As soon as we are finished with acquisition of our data, we can switch to Analyse mode. In Analyse mode we can:

  • Add mathematics, filters or other signal processing functions and recalculate the results.
  • View all measurements
  • Print results
  • Export selected data in many different formats (Excel, Matlab, Text/CSV…)

In analysis mode, it is also possible to add Math functions, and recalculate the signal to display results. It is possible to post-synchronise video files from, for example an action cam or a smartphone. The display can also be changed to sooth the needs of analysis. Results of the analysis can be printed or exported to one of many formats supported by Dewesoft.




By measuring the timing of injector pulses we can see the fire order of the engine and compare it with the speed fluctuation of the flywell. With this measurement we see the smoothness of the engine and can determine the source of unwanted irregular angular accelerations.

If we measure during run-up we see fluctuation of RPM while the engine is under load. Order tracking further broadens the possibilities to see which frequencies grow through change of RPM.


Dual mass flywheel is a machine provides a constant rotating energy from a non linear source. This used to be done with a conventional flywheel, that would use the force of inertia to compensate for engines lack of power during the combustion cycles. Normal flywheel design lacks the possibility to dampen out violent torques or unwanted vibrations, but is simple in design and relatively cheap to manufacture. The dual mass flywheel is a more complex machine and thus more expensive but offers great vibrational damping.

Selecting the right flywheel for the drivetrain is therefore extremely important.
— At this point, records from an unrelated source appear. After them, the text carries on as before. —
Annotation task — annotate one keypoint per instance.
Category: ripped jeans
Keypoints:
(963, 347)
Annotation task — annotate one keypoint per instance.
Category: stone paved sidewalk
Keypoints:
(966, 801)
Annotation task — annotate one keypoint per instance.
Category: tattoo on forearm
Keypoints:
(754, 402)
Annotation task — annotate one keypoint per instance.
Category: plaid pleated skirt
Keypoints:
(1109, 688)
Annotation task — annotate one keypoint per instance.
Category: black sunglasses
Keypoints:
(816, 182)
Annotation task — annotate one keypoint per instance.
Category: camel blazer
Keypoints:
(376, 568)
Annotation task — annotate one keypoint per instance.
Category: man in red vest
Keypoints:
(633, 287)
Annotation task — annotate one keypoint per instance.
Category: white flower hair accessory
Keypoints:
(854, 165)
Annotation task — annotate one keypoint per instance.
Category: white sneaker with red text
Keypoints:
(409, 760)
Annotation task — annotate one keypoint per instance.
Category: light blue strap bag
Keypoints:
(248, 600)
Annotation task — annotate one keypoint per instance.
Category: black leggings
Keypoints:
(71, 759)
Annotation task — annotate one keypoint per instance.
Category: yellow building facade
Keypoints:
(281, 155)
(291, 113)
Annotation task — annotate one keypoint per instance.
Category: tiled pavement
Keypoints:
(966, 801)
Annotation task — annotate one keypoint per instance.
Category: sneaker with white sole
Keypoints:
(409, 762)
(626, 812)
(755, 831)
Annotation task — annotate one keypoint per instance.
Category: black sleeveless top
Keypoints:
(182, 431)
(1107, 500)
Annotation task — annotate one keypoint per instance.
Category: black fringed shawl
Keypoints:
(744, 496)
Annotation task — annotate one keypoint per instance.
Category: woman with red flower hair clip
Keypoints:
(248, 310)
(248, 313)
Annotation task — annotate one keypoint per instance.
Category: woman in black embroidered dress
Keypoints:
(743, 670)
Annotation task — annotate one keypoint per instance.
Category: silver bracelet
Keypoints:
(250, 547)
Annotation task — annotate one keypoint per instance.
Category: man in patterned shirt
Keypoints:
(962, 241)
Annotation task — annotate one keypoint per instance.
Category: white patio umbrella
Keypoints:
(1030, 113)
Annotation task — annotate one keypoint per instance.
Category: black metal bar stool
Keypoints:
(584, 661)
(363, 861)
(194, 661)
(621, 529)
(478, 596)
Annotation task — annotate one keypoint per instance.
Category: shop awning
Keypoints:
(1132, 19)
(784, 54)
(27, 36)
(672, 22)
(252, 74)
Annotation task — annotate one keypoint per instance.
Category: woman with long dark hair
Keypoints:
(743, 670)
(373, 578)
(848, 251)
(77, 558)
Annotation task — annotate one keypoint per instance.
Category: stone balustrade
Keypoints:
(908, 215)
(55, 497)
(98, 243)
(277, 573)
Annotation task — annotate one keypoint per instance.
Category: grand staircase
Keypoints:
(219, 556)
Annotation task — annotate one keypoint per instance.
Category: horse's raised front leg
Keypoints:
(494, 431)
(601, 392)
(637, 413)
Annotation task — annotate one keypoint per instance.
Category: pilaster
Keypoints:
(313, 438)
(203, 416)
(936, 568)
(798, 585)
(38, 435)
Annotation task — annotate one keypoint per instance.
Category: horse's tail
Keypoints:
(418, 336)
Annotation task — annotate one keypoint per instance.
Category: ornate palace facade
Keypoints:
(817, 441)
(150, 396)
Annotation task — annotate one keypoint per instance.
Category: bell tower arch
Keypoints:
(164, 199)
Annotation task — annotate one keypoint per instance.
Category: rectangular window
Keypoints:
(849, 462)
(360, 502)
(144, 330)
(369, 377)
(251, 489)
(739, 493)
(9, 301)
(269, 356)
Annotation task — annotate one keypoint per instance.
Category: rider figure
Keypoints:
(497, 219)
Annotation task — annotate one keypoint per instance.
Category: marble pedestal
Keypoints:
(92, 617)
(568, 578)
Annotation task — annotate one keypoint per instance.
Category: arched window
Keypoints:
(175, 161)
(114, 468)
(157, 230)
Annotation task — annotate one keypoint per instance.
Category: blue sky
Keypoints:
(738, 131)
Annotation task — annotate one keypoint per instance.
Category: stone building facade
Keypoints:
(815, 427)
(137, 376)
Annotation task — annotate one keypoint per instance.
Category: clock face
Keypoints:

It must be matched to engine and the drivetrain for optimal effect.

For analysis of performance a measurement in real conditions must be done. The measuring equipment consists of two counter inputs with two rpm sensors, 4 current sensors connected to Low voltage inputs and one CAN input for engine monitoring. RPM sensors are located on the primary and secondary side of the DMF. Rotational speed is measured on gear tooth wheels that usually have 100+ teeth with 2 or more missing for zero reference. The angular acceleration of each side is calculated from the rotational speed and inputed in Order tracking (Figure 20 & 21) to calculate and isolate the 2nd order of both sides (Figure 22).

From this two orders the isolation between primary and secondary side of the DMF can be calculated (Figure 23) and analysed to see the flywheels damping efficiency. Current sensors are each connected to an injector so that we can compare the time of fuel injection to the change of angular acceleration on the primary side of DMF. Measurements are taken in 2nd, 3rd, and if possible 4th gear to determine the characteristics trough different loads.

Expansion of the system is also possible. By using the gear position information from CAN, defining some triggers and programming a short sequencer, we could make a setup that would trigger a measurement if the car was in desired gear and at right rpm. With that a single test engineer could safely perform the measurement while driving the car.


In conclusion,torsional vibrations could potentially harm the drivetrain or at least worsen the comfort and driving experience of the car. It can improve the overall quality and comfort of not only cars but all engine powered vehicles.

Finally, Dewesoft hardware and software is a good example of an adoptable system that can be used for a number of different measurements in perfect synchronisation.